In 9MCY24, Allied Bank Limited (ABL) saw a net profit of PKR 35.69 billion (EPS: PKR 31.17), a 25% YoY increase from the PKR 28.66 billion net profit (EPS: PKR 25.03) in the SPLY.
The bank’s 9MCY24 revenue reached PKR 110 billion, indicating a 13% YoY growth from the PKR 97.16 billion reported in the previous year.
During 9MCY24, NII increased by 11% YoY to PKR 90.16 billion, while non-markup income rose by 23% YoY to PKR 19.84 billion due to a 31% increase in fee & commission income, gain on securities (PKR 1.35 billion), primarily due to investment in Eurobnds, and other income (PKR 672.22 million).

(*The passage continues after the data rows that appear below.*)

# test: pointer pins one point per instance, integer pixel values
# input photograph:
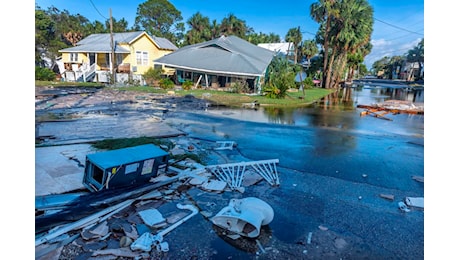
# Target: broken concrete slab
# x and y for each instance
(416, 202)
(66, 173)
(151, 217)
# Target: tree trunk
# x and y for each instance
(329, 70)
(326, 52)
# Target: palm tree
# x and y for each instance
(417, 55)
(322, 12)
(295, 37)
(346, 26)
(200, 29)
(231, 25)
(214, 29)
(308, 49)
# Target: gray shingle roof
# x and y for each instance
(224, 55)
(100, 42)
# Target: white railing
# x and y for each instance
(89, 71)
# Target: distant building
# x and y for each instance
(91, 60)
(220, 62)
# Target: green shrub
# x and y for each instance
(308, 82)
(152, 75)
(187, 85)
(240, 86)
(166, 83)
(44, 74)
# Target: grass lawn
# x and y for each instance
(294, 99)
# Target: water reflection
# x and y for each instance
(339, 111)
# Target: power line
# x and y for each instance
(397, 27)
(97, 10)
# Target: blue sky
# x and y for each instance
(398, 24)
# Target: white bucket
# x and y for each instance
(244, 216)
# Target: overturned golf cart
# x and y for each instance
(123, 167)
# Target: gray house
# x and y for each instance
(220, 62)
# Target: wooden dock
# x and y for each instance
(392, 106)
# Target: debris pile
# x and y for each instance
(136, 223)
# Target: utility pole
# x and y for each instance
(112, 54)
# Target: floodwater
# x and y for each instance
(329, 158)
(330, 137)
(338, 112)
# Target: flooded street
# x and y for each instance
(334, 165)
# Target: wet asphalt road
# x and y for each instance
(331, 177)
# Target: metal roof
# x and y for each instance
(101, 42)
(123, 156)
(224, 55)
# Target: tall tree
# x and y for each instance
(158, 18)
(117, 25)
(322, 12)
(231, 25)
(214, 29)
(417, 55)
(308, 49)
(295, 36)
(346, 26)
(200, 29)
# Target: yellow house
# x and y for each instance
(94, 59)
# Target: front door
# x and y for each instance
(92, 58)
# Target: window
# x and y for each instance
(107, 59)
(119, 58)
(73, 57)
(142, 58)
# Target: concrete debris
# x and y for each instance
(214, 185)
(418, 178)
(151, 217)
(403, 207)
(387, 196)
(416, 202)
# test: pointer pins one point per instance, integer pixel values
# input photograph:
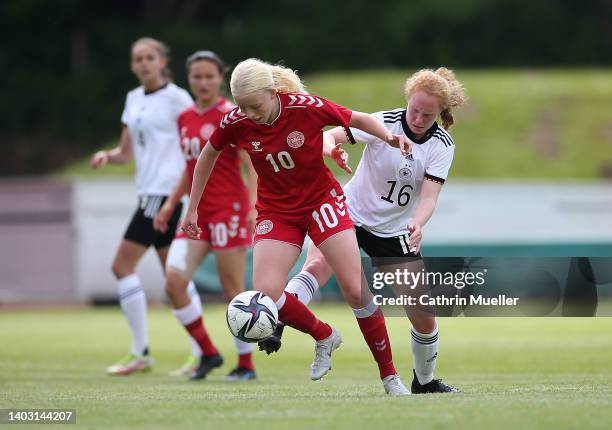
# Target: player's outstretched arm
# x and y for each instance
(373, 126)
(428, 198)
(206, 162)
(118, 155)
(252, 186)
(332, 148)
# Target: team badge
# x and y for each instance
(295, 139)
(206, 131)
(405, 171)
(264, 227)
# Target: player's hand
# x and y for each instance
(414, 242)
(340, 156)
(189, 225)
(401, 142)
(160, 222)
(251, 218)
(99, 159)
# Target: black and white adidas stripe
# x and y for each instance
(394, 115)
(305, 280)
(150, 205)
(443, 135)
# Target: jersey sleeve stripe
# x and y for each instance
(445, 139)
(444, 133)
(435, 179)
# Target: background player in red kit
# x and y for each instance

ABL operates 1,352 branches across Pakistan, including 140 Islamic and 14 digital branches.
The management aims to expand its Islamic branch network by opening and reaching 150 branches by the end of CY24. Total assets of the bank increased by 13% YoY to PKR 2,624 billion as of June 30, 2024. Cash, bank balances, and lending to financial institutions grew by 11% to PKR 186 billion, significantly higher than the industry’s decline of 7%. Investments saw a 16% increase to PKR 1,333 billion, compared to the industry’s 21% growth.
However, advances increased by 8% to PKR 848 billion, against the industry’s decline of 2% in 1HCY24. Total deposits increased by 15% YoY to PKR 1,924 billion, aligning with industry growth, with CASA standing at 82% in 9MCY24. Total equity grew by 18% YoY to PKR 230 billion, up from PKR 194 billion as of December 31, 2023. The CAR improved to 32.43% as of September 30, 2024, compared to 26.21% in CY23. Conversely, total liabilities increased by 12% YoY, reaching PKR 2,394 billion in 9MCY24.

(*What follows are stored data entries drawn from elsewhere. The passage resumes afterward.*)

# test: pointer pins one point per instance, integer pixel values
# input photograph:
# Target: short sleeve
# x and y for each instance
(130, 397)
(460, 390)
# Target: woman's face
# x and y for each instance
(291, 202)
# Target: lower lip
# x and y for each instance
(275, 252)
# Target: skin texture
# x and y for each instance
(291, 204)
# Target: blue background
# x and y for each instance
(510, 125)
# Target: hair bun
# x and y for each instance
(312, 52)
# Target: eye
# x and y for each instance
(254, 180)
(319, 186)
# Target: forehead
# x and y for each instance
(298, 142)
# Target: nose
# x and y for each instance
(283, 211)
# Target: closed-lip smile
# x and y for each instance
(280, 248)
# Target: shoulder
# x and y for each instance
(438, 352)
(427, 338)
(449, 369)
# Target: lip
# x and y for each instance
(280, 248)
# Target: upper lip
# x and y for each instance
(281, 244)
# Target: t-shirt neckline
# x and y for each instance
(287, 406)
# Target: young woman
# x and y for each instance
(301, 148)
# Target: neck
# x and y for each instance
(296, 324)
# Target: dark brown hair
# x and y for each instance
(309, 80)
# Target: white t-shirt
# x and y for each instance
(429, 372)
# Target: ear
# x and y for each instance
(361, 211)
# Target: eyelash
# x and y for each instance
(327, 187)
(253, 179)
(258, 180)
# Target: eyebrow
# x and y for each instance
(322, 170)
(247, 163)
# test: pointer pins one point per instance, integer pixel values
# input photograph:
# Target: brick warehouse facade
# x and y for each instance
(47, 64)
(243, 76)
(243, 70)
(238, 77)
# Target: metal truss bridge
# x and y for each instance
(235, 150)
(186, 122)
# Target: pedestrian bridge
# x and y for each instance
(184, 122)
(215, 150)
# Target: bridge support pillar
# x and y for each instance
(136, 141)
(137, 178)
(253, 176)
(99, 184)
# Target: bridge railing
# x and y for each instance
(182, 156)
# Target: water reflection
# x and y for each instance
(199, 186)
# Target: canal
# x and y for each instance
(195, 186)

The ROA and ROE were recorded at 1.50% (down from 1.78% in CY23) and 29% (compared to 29.40% in CY22), respectively. ABL’s gross ADR increased to 44.72% in 9MCY24, higher than the industry average.

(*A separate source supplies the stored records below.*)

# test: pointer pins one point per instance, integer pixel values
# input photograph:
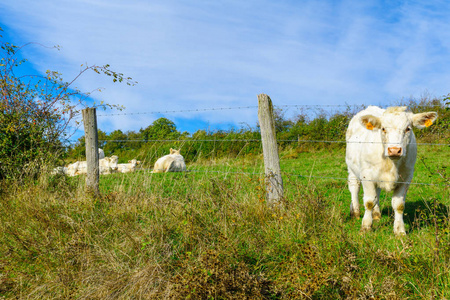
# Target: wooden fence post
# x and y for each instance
(91, 138)
(274, 182)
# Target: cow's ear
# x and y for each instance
(423, 120)
(370, 122)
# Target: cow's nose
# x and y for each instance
(394, 151)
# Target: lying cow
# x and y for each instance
(129, 167)
(107, 165)
(173, 162)
(381, 153)
(101, 153)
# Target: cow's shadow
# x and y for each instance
(420, 213)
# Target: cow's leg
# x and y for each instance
(398, 204)
(376, 214)
(354, 186)
(370, 196)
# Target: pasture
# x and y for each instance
(207, 234)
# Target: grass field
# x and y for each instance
(208, 234)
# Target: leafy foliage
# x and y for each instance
(35, 112)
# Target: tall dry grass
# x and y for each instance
(205, 236)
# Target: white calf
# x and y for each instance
(108, 165)
(129, 167)
(101, 153)
(173, 162)
(381, 153)
(59, 170)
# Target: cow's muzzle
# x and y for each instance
(395, 151)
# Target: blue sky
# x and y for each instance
(205, 54)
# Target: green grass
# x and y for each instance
(207, 234)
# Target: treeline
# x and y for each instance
(306, 131)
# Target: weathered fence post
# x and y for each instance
(274, 182)
(91, 137)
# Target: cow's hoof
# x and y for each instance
(400, 233)
(376, 216)
(355, 214)
(365, 229)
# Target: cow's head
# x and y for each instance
(395, 127)
(174, 151)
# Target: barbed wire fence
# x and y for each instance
(187, 141)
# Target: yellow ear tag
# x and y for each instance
(369, 126)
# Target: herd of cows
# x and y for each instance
(173, 162)
(380, 154)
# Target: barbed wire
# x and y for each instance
(306, 176)
(258, 140)
(245, 107)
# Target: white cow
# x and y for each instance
(129, 167)
(107, 165)
(101, 153)
(173, 162)
(381, 153)
(72, 168)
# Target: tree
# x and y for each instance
(161, 129)
(35, 112)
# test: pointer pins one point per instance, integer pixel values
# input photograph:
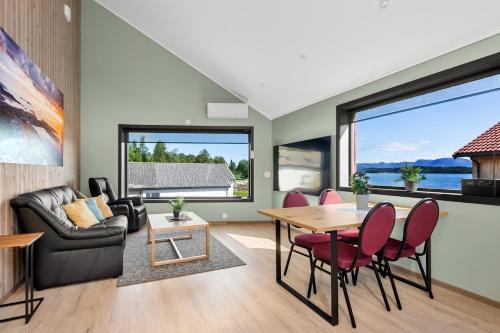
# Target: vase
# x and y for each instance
(411, 186)
(362, 201)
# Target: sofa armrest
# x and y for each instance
(121, 209)
(136, 201)
(97, 231)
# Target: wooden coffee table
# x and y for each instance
(159, 223)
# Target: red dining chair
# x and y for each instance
(305, 241)
(373, 234)
(419, 225)
(330, 197)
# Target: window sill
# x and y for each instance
(199, 200)
(444, 196)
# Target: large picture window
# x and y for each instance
(429, 127)
(159, 163)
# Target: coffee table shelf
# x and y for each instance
(159, 223)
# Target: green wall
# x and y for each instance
(129, 79)
(465, 244)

Management aims to achieve a 50% ADR target by the end of CY24. The deposit composition of ABL is made up of 37% current deposits, 45% saving deposits, and 18% term deposits, giving the bank a 6% market share in deposits. Non-performing loans (NPLs) are reported at PKR 12.9 billion, reflecting a 1% YoY decline, with an NPL ratio of 1.50%. Specific NPL coverage stands at 93.9%, while overall NPL coverage is at 107.29%.
The key lending sectors include non-financial public sector enterprises, NBFIs, government, textiles, information & communication, and non-metallic minerals.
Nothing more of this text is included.